Do you have any suggestions as far as “DO’s” and “DON’TS?”
“Rome wasn’t built in a day. If you’re handling Incident Management right now, don’t attempt to go to a new system and do Problem, Change, and Request Management if you’re not currently doing them. Rollout your ITSM solution to your users by using a phased approach instead of doing it all at one time. Trying to bite off too much at once is by far the most common mistake I see with a new implementation.
Also, don’t take away what customers are used to. For example, very often customers allow End Users to submit an email as a ticket. This usually makes analyst’s lives horrible because they’ve got to triage each one of those requests, and often it requires more information than the end user initially gave. It’s a huge time sink and is frequently something organizations want to change going forward. Even though we offered self-service tools to aid in that very scenario, which will over time replace the need for email request, taking away the option to email a ticket as you implement a new system does not bode well for the way a new system will be received.”

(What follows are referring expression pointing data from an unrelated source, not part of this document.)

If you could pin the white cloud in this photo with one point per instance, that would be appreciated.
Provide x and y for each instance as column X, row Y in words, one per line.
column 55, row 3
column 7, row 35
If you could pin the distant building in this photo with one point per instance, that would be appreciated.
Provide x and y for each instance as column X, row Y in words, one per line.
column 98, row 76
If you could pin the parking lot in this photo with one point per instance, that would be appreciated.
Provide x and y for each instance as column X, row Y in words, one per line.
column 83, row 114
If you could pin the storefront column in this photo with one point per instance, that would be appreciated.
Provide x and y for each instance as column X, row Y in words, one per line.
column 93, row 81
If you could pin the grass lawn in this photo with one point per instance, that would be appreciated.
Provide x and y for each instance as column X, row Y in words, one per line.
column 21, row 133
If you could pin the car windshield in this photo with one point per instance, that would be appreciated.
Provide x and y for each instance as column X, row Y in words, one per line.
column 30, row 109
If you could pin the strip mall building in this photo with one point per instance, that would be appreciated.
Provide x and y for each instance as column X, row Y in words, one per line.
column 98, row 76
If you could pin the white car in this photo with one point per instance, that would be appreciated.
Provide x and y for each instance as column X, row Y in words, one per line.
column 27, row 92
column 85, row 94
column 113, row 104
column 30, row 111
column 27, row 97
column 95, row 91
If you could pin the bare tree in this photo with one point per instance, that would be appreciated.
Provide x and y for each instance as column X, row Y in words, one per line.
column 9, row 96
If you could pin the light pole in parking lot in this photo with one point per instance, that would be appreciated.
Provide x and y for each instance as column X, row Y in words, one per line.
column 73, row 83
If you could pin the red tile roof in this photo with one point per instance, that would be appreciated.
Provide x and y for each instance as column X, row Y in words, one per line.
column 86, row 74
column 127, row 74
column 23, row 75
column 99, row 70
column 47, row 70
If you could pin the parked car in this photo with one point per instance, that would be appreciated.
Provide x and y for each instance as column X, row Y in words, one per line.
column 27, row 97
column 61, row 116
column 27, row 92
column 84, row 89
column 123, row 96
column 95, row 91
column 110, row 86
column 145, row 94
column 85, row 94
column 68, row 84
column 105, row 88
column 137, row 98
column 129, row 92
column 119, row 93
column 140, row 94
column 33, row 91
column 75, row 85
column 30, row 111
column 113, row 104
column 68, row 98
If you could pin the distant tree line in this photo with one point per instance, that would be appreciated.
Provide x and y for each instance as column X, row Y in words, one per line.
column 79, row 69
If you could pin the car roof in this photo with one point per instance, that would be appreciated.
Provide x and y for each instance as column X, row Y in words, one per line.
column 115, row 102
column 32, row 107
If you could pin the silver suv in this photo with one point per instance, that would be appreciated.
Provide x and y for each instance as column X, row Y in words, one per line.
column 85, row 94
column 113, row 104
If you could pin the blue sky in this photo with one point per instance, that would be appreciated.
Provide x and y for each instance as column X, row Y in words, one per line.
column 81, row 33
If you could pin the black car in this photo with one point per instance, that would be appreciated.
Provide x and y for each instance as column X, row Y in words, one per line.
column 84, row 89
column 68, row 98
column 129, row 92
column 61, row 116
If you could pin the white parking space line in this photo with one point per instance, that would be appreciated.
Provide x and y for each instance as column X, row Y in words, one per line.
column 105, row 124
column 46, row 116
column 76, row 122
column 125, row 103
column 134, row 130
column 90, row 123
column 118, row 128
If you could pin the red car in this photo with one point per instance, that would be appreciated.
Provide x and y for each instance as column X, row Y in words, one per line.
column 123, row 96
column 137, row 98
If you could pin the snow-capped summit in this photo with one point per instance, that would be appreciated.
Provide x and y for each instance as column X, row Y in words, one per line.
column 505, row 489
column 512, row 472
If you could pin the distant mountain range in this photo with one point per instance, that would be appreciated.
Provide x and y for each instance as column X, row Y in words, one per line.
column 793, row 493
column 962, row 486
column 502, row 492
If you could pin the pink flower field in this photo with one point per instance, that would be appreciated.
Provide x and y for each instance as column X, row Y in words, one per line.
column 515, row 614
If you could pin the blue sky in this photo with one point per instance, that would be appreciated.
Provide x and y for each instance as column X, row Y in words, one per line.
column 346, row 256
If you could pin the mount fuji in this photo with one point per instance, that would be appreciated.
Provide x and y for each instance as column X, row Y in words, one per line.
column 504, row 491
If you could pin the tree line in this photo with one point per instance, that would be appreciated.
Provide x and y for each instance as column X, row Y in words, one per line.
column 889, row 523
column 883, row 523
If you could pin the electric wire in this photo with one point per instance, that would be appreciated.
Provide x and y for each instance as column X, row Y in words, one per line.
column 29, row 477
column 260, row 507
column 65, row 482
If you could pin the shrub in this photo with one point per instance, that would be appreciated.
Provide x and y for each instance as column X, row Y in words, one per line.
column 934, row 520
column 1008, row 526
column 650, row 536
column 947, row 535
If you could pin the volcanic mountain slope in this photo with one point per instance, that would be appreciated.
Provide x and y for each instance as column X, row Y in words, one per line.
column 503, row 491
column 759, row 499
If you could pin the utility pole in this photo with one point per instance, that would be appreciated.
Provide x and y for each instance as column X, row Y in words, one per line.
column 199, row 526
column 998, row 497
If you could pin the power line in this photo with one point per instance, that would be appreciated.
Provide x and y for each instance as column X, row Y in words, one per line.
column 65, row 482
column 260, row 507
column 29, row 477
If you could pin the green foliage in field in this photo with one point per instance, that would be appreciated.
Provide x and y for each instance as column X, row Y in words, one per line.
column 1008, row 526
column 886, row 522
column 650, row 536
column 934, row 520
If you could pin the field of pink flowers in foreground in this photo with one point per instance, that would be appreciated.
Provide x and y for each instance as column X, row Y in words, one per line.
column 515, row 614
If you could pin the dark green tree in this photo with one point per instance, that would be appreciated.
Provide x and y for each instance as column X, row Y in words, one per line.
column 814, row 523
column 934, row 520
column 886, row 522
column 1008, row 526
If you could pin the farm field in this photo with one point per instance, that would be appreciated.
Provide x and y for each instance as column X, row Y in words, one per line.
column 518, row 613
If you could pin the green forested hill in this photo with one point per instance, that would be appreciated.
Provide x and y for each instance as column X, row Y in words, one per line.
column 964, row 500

Finally, what can a customer do to reduce the cost of migration services?
“I have a spreadsheet I typically like to give out.”
Bill says, “Give the consultant as much as you can about incidents, process flow, service catalog, request management, and problem management. The costs can skyrocket when the consultant has to look for information that could have been shared prior to the onsite visit.”
After meeting with Bill, it was clear that when migrating to a different ITSM solution, it is critical to:
- Involve your analysts as you plan and design the solution.
- Take advantage of the opportunity to change the things they find to be hurdles, problems, or just simply annoying from the current ITSM solution.
- Identify what is working and any improvements needed to existing processes.
- Get your analysts’ advice when designing the user interfaces because they are the ones who will be using it every day.
- To minimize costs, get as much information about your ITSM solution up front, then send it to your migration consultant before he/she comes on-site.